# Off Market Transfer Assistance



## taomech (12 July 2014)

Hello all, hoping someone will be able to provide assistance. 
My mother currently holds 12 stocks with CommSec, CHESS. She would like to transfer these shares into my name, I am with NAB trade. 
So far my options are simply selling them and rebuying, or an off market transfer. 

Selling idea would cost approximately $40 per holding. I am not sure about the cost of the off market transfer. Computershare states that if the seller is the same for multiple holdings, a fee of $55 only needs to be paid once. 
CommSec however states that the $55 is payable for each holding, which will cost me significantly more. 

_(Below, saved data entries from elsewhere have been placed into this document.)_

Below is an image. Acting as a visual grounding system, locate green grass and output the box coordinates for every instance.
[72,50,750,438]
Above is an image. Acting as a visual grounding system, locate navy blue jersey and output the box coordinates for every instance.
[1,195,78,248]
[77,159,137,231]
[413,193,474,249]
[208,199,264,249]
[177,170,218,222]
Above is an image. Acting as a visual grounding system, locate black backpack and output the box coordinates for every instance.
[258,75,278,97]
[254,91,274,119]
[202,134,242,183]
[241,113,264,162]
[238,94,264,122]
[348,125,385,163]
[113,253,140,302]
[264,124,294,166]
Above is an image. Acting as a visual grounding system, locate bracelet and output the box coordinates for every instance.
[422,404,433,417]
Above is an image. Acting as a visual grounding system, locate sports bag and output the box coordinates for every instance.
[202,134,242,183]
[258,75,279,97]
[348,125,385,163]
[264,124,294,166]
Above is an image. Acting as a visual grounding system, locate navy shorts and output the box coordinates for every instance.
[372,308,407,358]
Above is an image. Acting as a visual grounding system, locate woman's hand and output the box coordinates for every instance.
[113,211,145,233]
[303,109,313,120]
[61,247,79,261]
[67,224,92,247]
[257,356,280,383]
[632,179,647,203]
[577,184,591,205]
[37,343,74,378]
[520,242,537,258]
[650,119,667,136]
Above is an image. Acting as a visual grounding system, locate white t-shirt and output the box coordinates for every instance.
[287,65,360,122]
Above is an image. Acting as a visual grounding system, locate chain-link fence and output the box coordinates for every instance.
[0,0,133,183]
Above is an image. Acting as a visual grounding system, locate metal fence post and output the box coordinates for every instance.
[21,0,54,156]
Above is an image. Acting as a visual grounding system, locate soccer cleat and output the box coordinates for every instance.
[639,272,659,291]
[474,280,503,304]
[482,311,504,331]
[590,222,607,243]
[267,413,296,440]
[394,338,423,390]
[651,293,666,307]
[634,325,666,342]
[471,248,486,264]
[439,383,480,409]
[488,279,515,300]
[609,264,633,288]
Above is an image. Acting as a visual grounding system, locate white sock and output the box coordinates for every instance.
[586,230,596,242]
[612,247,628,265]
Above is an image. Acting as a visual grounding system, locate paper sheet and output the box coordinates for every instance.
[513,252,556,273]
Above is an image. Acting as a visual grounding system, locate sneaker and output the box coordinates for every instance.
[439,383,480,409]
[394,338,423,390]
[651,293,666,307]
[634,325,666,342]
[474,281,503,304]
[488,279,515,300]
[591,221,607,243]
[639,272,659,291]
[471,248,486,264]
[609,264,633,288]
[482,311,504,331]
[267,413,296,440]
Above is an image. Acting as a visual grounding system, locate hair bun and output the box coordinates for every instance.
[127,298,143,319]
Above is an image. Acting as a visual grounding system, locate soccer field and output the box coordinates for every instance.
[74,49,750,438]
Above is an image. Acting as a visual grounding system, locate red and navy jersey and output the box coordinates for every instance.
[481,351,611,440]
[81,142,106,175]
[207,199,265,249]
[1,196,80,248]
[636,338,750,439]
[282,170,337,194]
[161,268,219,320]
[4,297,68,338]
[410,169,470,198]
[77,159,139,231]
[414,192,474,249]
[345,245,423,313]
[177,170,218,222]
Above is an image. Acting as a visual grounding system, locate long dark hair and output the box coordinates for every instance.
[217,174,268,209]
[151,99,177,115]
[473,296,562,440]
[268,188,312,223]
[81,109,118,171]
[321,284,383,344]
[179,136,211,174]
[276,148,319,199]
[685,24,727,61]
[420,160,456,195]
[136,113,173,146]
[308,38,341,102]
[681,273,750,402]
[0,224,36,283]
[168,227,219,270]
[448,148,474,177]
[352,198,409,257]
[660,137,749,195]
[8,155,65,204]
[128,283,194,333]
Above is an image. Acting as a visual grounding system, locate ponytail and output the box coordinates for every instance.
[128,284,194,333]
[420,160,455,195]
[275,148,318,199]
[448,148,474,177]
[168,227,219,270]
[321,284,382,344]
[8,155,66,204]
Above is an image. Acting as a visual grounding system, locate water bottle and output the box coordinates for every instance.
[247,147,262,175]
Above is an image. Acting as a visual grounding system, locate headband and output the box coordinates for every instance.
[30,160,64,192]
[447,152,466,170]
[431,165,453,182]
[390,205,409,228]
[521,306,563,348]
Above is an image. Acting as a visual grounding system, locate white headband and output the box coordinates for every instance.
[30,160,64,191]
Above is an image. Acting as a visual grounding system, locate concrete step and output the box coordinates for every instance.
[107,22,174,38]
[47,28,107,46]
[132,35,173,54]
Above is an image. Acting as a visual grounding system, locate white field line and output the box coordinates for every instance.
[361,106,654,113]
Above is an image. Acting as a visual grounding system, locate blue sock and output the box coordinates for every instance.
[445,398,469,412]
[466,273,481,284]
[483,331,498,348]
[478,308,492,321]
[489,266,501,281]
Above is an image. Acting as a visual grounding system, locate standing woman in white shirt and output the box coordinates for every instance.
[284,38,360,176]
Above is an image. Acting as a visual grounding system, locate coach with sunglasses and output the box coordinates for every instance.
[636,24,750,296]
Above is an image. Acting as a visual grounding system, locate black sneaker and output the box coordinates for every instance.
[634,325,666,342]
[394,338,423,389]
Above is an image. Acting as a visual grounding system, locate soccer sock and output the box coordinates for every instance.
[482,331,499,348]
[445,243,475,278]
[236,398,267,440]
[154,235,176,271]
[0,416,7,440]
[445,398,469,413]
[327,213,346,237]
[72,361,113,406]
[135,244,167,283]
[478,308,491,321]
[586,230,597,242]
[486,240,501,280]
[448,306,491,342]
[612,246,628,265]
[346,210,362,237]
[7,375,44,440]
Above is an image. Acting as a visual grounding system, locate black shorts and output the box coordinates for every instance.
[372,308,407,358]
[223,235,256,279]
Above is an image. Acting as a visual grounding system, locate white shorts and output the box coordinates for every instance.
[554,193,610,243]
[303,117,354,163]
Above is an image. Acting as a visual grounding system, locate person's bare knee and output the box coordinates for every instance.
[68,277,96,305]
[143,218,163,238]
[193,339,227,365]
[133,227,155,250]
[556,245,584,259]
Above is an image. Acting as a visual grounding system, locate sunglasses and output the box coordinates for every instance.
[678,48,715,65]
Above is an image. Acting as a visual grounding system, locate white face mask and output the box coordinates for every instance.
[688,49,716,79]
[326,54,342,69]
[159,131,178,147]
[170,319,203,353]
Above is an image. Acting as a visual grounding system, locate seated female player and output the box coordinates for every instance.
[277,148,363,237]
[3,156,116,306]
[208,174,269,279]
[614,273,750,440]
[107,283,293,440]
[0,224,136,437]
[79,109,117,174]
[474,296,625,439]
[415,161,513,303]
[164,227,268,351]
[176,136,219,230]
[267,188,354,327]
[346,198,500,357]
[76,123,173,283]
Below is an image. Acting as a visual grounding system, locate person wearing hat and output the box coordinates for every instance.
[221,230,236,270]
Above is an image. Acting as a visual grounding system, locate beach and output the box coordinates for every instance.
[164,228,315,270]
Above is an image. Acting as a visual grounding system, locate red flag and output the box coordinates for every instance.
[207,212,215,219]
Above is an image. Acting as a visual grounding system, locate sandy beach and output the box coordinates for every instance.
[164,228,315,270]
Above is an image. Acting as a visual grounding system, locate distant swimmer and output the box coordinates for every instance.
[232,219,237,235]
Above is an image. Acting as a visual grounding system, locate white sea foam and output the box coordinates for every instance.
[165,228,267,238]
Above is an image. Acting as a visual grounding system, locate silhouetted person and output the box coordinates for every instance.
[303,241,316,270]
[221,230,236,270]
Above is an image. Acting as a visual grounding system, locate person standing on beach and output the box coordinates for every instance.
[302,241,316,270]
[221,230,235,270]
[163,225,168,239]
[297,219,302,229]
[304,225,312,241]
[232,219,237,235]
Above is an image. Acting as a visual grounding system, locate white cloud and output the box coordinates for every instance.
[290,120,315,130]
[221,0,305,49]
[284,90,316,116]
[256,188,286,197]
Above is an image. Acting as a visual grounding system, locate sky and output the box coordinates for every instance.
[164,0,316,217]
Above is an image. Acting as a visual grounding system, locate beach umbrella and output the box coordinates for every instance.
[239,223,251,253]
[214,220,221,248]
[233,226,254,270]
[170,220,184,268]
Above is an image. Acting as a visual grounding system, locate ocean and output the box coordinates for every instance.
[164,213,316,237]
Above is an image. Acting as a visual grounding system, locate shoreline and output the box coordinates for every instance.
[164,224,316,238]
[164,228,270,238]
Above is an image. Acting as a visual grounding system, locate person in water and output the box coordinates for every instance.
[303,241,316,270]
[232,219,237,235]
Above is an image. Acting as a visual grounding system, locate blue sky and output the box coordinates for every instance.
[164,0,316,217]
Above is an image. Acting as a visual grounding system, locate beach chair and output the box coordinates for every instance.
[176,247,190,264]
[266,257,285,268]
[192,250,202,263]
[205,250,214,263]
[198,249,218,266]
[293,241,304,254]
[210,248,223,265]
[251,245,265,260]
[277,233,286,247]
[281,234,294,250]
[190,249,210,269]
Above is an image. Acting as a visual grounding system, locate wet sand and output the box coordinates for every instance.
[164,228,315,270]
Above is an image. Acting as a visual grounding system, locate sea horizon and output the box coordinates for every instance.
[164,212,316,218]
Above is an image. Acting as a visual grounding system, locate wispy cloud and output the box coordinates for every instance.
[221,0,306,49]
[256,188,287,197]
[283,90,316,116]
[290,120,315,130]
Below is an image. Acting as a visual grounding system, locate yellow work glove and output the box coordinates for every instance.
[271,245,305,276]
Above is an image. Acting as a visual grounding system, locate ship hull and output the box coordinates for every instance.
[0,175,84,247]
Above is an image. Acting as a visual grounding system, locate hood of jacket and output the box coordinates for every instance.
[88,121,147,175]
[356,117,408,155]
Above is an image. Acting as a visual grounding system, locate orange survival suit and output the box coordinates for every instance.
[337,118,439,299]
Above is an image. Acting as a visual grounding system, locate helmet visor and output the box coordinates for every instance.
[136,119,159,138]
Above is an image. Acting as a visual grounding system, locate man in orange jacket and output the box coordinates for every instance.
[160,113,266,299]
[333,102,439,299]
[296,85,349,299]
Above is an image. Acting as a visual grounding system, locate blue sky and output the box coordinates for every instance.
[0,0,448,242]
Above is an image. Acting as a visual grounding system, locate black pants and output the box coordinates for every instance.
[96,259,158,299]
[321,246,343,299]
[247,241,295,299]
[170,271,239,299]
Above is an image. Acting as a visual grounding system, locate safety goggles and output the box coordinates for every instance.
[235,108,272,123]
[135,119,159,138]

Would someone please be able to help me identify what is the cost efficient way of going about this? And whether the $55 is per holding? 


Thank you in advance.


----------



## burglar (12 July 2014)

taomech said:


> Hello all, hoping someone will be able to provide assistance.
> My mother currently holds 12 stocks with CommSec, CHESS. She would like to transfer these shares into my name, I am with NAB trade.
> So far my options are simply selling them and rebuying, or an off market transfer.
> 
> ...




Do not quote me but I believe that the brokers can transfer between themselves at minimum cost to you.
Ask each broker if this is so.


----------



## ROE (13 July 2014)

burglar said:


> Do not quote me but I believe that the brokers can transfer between themselves at minimum cost to you.
> Ask each broker if this is so.




Nope, it used to be not any more ...each transfer cost $55 as they have to do some red tap before the transfer and hence the charge.


----------



## Craton (13 July 2014)

Wow, last time I did this we still had Stamp Duty.

Without searching, from memory a transfer on or off market, either way a CGT event has occurred. Correct?


----------